`Peace walls`

Published July 30, 2009

THE number of so-called “peace walls” separating Catholic and Protestant communities in Greater Belfast has trebled since the IRA and loyalist ceasefires.

There are now 80 permanent barriers dividing loyalist and nationalist areas of the city, according to a report by the Community Relations Council (CRC) in Northern Ireland. In 1994, when the Troubles were declared over, there were 26.

Duncan Morrow, CRC's chief executive officer, is critical of the “terror tours” of the city that include the structures as must-see destinations. Tourists have taken to writing their names and leaving messages on some, such as the largest barrier, which runs between Northumberland Street and Lanark Way and divides the Catholic Falls from the Protestant Shankill.

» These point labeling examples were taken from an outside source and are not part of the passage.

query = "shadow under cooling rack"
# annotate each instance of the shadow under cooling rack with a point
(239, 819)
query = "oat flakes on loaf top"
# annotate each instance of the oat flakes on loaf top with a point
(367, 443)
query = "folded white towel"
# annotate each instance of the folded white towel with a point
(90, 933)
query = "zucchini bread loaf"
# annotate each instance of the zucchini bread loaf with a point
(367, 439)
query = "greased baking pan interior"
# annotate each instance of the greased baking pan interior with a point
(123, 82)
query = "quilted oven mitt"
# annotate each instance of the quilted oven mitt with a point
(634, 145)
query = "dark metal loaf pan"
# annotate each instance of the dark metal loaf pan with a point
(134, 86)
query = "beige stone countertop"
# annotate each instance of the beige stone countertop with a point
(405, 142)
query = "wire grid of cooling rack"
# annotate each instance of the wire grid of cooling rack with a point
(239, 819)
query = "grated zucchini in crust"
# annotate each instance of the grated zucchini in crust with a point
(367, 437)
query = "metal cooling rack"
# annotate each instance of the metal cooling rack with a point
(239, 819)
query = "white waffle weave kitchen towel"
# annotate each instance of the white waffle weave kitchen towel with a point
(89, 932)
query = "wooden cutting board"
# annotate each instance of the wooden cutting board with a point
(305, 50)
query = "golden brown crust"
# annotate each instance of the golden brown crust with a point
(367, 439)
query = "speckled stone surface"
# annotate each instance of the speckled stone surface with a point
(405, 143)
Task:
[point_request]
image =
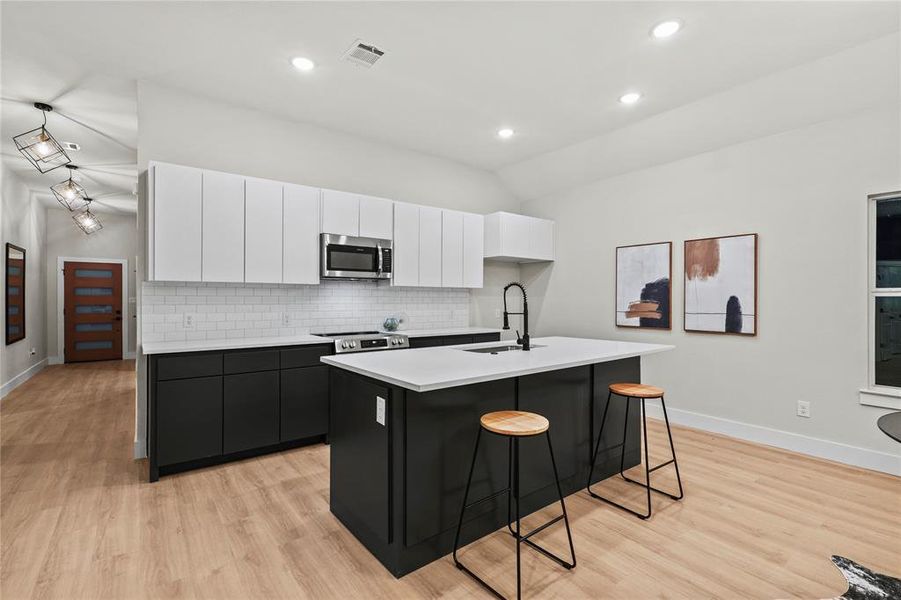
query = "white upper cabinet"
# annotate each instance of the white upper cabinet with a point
(376, 217)
(223, 227)
(518, 238)
(340, 213)
(451, 248)
(429, 246)
(406, 244)
(176, 222)
(345, 213)
(473, 250)
(263, 228)
(300, 234)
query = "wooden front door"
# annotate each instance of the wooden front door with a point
(93, 311)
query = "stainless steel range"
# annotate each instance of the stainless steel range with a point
(365, 341)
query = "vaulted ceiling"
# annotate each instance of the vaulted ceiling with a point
(453, 72)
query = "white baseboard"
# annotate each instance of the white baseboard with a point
(21, 378)
(843, 453)
(140, 449)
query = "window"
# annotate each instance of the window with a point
(884, 300)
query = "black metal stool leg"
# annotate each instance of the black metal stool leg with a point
(597, 445)
(663, 464)
(518, 530)
(672, 450)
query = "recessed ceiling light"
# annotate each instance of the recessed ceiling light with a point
(302, 63)
(666, 29)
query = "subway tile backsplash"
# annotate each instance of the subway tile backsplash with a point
(173, 311)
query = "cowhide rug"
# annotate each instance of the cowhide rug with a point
(864, 584)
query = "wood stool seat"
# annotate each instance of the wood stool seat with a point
(515, 423)
(636, 390)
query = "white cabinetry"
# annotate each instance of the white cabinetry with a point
(300, 234)
(175, 223)
(263, 230)
(344, 213)
(429, 246)
(473, 250)
(340, 213)
(376, 217)
(406, 244)
(451, 248)
(518, 238)
(223, 227)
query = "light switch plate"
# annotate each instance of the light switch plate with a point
(380, 410)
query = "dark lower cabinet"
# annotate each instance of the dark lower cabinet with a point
(251, 412)
(304, 403)
(189, 419)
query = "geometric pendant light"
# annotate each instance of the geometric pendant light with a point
(87, 221)
(70, 193)
(39, 147)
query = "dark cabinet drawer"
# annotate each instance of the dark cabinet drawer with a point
(306, 356)
(183, 366)
(250, 411)
(486, 337)
(250, 362)
(426, 342)
(304, 403)
(189, 419)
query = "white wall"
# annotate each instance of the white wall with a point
(804, 192)
(22, 222)
(117, 239)
(185, 129)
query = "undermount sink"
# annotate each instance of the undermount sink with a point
(496, 349)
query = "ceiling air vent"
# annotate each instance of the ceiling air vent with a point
(363, 55)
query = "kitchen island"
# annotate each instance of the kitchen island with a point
(403, 424)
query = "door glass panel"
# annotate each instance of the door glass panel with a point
(888, 242)
(93, 345)
(93, 309)
(352, 258)
(888, 340)
(103, 273)
(93, 327)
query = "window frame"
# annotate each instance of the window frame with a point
(876, 395)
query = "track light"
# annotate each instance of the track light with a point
(70, 193)
(87, 221)
(39, 147)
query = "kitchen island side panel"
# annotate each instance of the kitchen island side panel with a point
(431, 437)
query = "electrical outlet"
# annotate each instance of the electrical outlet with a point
(379, 410)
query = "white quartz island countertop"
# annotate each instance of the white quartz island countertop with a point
(427, 369)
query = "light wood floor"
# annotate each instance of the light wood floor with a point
(80, 521)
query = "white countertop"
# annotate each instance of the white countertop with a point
(448, 331)
(231, 344)
(287, 340)
(426, 369)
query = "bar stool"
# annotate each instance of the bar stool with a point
(636, 391)
(514, 424)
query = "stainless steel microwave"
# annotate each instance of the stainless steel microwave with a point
(347, 257)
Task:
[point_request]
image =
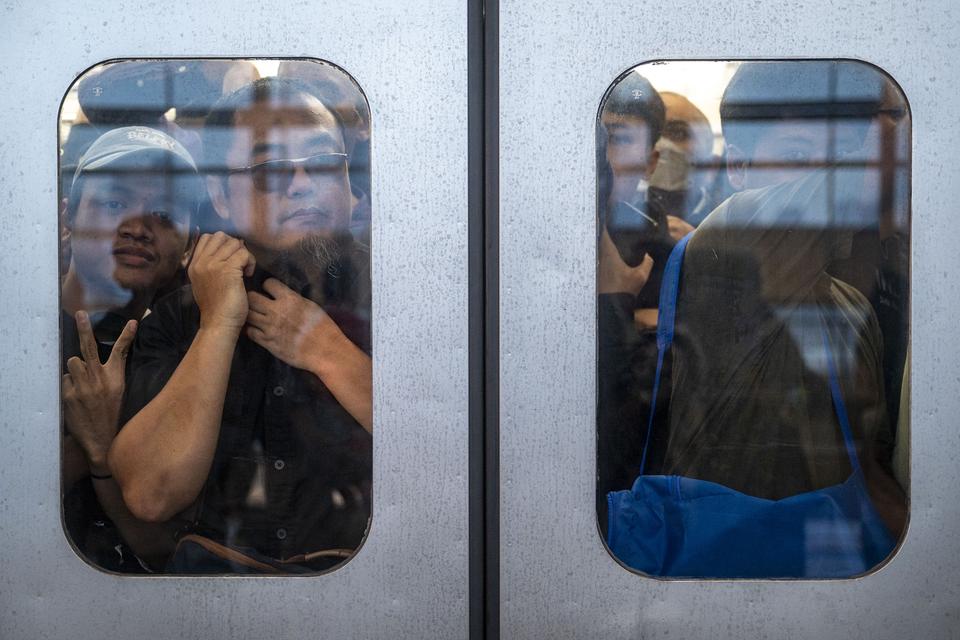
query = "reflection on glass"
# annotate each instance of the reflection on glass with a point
(216, 317)
(747, 421)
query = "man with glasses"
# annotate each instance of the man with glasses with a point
(250, 407)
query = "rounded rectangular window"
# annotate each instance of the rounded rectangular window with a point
(215, 316)
(753, 318)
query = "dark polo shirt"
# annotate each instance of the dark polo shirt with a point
(292, 470)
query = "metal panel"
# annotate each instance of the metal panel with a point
(409, 580)
(557, 579)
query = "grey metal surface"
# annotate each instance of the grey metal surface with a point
(557, 579)
(410, 578)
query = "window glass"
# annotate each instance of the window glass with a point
(753, 318)
(215, 316)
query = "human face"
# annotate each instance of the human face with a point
(130, 232)
(630, 153)
(790, 149)
(313, 203)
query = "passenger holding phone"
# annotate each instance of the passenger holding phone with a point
(251, 395)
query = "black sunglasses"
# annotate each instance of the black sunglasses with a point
(275, 176)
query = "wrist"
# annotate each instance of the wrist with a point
(98, 466)
(325, 346)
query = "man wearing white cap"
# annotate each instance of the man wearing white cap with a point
(127, 231)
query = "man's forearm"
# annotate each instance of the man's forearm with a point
(348, 373)
(162, 456)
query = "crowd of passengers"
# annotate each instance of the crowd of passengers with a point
(216, 318)
(798, 256)
(216, 303)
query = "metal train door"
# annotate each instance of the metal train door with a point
(410, 578)
(556, 577)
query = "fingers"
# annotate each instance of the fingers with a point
(88, 344)
(121, 348)
(276, 288)
(69, 390)
(258, 303)
(250, 265)
(78, 372)
(220, 247)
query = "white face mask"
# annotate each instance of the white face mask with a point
(673, 167)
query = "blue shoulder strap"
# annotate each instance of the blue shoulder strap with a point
(666, 321)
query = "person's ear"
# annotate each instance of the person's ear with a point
(737, 165)
(64, 223)
(218, 196)
(652, 161)
(191, 245)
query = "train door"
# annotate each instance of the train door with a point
(409, 577)
(558, 71)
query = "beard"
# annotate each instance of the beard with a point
(310, 259)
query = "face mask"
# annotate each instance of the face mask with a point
(673, 167)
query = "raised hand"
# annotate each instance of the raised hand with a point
(92, 392)
(616, 276)
(216, 274)
(292, 328)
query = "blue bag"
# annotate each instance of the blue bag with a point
(683, 527)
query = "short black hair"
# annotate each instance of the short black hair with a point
(633, 96)
(222, 114)
(818, 90)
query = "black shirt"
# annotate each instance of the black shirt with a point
(292, 469)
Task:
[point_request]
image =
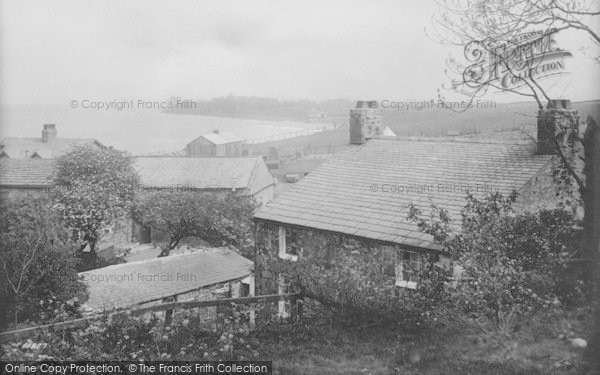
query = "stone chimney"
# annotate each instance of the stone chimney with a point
(558, 114)
(365, 122)
(48, 132)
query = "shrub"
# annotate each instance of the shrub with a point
(38, 265)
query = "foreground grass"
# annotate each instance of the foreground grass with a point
(393, 350)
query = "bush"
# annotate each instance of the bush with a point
(123, 336)
(513, 264)
(38, 276)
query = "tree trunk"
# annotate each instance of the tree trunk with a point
(591, 231)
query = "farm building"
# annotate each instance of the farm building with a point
(218, 143)
(194, 276)
(364, 192)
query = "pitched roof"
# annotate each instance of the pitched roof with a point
(26, 172)
(221, 137)
(129, 284)
(365, 190)
(17, 147)
(196, 173)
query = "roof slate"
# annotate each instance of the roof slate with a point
(196, 173)
(222, 138)
(134, 283)
(366, 190)
(17, 147)
(26, 172)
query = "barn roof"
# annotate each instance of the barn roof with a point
(196, 173)
(129, 284)
(26, 172)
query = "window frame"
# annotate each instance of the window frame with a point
(282, 251)
(401, 263)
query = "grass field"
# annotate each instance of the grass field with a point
(486, 123)
(393, 350)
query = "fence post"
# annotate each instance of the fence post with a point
(169, 312)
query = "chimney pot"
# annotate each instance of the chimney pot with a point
(48, 132)
(551, 119)
(365, 122)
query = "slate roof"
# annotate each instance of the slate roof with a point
(222, 138)
(26, 172)
(196, 173)
(365, 190)
(16, 147)
(134, 283)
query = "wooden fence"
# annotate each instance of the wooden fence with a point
(169, 306)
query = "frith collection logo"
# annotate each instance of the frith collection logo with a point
(508, 65)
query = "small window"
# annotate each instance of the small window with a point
(285, 251)
(283, 287)
(408, 266)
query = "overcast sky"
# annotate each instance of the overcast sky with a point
(55, 51)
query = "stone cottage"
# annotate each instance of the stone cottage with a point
(364, 192)
(49, 146)
(242, 176)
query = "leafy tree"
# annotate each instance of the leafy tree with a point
(512, 263)
(94, 188)
(38, 267)
(221, 221)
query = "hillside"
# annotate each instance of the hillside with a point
(482, 123)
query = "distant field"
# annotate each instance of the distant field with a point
(433, 122)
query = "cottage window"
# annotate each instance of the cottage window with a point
(284, 251)
(408, 265)
(283, 306)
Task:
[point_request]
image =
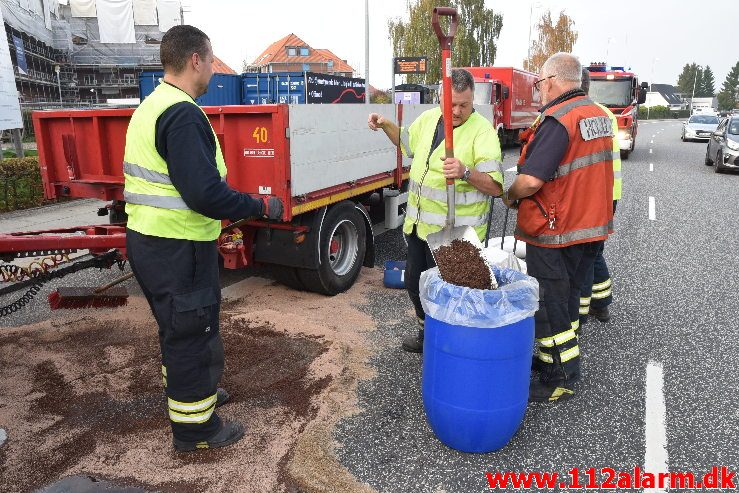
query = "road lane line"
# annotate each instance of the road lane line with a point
(655, 430)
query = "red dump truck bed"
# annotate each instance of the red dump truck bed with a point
(337, 179)
(308, 156)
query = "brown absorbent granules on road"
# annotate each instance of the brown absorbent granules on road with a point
(461, 264)
(81, 395)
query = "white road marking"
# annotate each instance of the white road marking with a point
(655, 430)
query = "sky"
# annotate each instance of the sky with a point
(654, 38)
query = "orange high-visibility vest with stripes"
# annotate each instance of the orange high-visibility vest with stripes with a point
(576, 206)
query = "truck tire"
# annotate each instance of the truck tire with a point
(287, 276)
(342, 245)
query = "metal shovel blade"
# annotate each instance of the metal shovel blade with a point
(447, 235)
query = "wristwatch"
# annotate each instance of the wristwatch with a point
(466, 174)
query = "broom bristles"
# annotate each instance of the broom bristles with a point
(73, 298)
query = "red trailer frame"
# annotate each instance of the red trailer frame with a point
(81, 155)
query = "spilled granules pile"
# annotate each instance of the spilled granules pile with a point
(81, 395)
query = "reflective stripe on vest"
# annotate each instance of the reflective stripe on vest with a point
(160, 201)
(582, 162)
(460, 198)
(571, 106)
(581, 234)
(147, 174)
(440, 219)
(489, 166)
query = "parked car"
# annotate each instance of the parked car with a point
(723, 146)
(699, 127)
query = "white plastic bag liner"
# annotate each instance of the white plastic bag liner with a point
(169, 14)
(115, 19)
(83, 8)
(145, 12)
(516, 298)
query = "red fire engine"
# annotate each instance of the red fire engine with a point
(621, 93)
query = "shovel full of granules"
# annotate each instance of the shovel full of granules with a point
(461, 263)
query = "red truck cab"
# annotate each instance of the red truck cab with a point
(620, 92)
(510, 93)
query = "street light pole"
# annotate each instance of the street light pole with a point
(652, 82)
(528, 54)
(695, 78)
(366, 52)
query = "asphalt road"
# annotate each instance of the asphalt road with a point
(674, 319)
(675, 288)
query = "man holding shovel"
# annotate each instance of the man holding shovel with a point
(475, 169)
(176, 195)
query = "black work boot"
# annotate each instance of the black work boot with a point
(414, 344)
(222, 396)
(230, 432)
(601, 314)
(550, 392)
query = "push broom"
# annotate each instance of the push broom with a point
(103, 296)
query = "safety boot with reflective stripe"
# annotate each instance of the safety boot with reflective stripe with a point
(230, 432)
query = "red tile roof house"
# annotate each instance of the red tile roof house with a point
(292, 54)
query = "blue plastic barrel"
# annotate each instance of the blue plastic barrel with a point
(475, 381)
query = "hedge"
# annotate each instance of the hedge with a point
(20, 184)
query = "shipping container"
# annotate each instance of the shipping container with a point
(278, 87)
(223, 90)
(299, 88)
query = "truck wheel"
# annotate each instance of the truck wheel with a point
(342, 245)
(117, 213)
(287, 276)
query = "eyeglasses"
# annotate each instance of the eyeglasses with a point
(536, 84)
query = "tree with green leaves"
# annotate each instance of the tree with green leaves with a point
(708, 83)
(728, 98)
(552, 39)
(474, 44)
(691, 76)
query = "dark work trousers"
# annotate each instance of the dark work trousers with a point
(560, 273)
(180, 281)
(419, 259)
(596, 291)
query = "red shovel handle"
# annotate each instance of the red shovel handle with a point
(445, 41)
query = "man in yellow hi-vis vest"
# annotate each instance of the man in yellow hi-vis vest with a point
(596, 292)
(476, 168)
(176, 196)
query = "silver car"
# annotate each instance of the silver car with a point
(699, 127)
(723, 147)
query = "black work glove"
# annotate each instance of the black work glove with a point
(272, 208)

“There is a sense that people from abroad want to see where big things happened — but there is something different between seeing a tourist attraction and something else which is still an ongoing reality for people living by these walls,” Morrow said.

He estimated that it might take 10 or 20 years before any of the walls come down. “The walls went up because people didn't feel safe, and the tragedy is that once they are up people hardly imagine feeling safe without them. So we do have a big issue about not just taking walls down but how to make people feel safe after all that we went through,” he said.

Morrow was also scathing about the way Northern Ireland's political leaders handled a racist gang's recent intimidation of more than 100 Roma people in south Belfast. Choosing to fly many of the targeted individuals back to Romania in June was a “minor victory” for the racists, he said.

During the week-long controversy involving the Roma and their racist attackers, a new media catchphrase was invented “Racism is the new sectarianism.” In his interview, however, Morrow objects to the phrase.

“In the same month, a man was beaten to death up in Coleraine simply because he was a Catholic. Sectarianism sadly is still very much with us.”